Graywater MABR effluent (RO influent) DOC, BOD, COD, and TDS values were similar during the testing of both membranes (Table 2). Average TN and TSS concentrations were higher (but still within one standard deviation) during the testing of the DOW membrane than during the Aquaporin. As almost all TN was present as NOx−, it is possible that the lower TN values were due to nitrate reduction as DO concentrations were lower during the Aquaporin membrane test. While DO was generally high enough in the bulk liquid to inhibit denitrification, it is possible that in the biofilms, the DO was lower. The concentrations of all parameters were fairly constant during each test (Figure 9). The concentrations of DOC, BOD, TN, NOx−, and TDS in the RO permeate were very similar over time and between membranes (Figure 9 and Table 2). There did not appear to be any change in RO permeate quality over the runtime for either membrane. For both membranes, the permeate quality was very good, with average DOC, TN, BOD, and TDS permeate concentrations of 4, 2, 5, and 8 mg/L and 5, 2, 5, and 10 mg/L for the DOW and Aquaporin, respectively (Table 2). These concentrations represent a ~98% reduction in DOC, BOD, and COD and a 95% reduction in TDS, which would significantly reduce the downstream fouling potential and the consumption of mixed beds in the WPA, major issues for the ISS.

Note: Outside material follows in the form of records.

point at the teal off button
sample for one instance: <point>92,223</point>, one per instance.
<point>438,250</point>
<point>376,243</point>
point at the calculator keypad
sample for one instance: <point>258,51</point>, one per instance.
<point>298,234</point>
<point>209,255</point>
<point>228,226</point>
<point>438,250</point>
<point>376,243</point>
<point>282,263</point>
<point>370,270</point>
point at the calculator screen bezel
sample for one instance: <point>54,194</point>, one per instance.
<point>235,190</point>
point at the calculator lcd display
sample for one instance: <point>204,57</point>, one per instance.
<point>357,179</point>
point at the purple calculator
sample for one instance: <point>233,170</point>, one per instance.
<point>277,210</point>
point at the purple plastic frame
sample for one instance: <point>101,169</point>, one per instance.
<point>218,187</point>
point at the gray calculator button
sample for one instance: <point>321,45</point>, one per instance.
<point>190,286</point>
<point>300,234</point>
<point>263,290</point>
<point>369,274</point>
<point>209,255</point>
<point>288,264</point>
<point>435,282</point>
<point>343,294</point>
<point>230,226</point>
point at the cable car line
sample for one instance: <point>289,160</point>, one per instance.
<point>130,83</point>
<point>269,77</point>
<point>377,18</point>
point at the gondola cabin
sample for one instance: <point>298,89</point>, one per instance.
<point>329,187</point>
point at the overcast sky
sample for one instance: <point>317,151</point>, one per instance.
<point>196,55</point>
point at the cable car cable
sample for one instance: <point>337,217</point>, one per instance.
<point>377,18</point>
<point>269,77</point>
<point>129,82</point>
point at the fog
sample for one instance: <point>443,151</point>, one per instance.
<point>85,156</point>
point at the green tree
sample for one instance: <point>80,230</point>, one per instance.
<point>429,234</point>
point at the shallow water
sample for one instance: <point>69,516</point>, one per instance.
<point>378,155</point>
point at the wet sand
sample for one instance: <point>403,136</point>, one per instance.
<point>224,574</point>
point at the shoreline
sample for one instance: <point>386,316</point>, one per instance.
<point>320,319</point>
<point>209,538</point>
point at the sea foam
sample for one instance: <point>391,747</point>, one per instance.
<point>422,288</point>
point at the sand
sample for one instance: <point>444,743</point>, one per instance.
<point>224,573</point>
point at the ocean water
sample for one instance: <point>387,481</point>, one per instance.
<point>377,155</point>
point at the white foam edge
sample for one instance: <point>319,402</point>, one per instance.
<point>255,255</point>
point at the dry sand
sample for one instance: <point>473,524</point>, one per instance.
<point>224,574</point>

The DOW membrane processed 2534 L (245 crew-days) of treated graywater, and the Aquaporin membrane processed 2771 L (268 crew-days) prior to test cessation due to the permeate production rate dropping below 37.5 L/day, or 41.5 L/day of RO influent (MABR effluent). Weekly permeate production was the same for both membranes (187.5 L/week), but the DOW membrane was operated five days per week for 11 weeks (77 days) and processed 41.5 L/run wherever this operation was switched to three times per week for the rest of the test and system production was 83 L/run (Figure 10). In general, permeate flux declined in a similar manner for both membranes, although the DOW flux (2.4 L/h) was somewhat more stable at the end of the run compared with the Aquaporin membrane and resulted in a longer operation time. It should be noted that although the test was terminated when the production rate dropped below 2.1 L/h, the flux rate (37.5 L/d) was still almost 50% of the new clean water rate, and both membranes still had significant capacity remaining. Operation with two membranes (parallel or lead-lag) could allow for even longer runs prior to replacing the membranes.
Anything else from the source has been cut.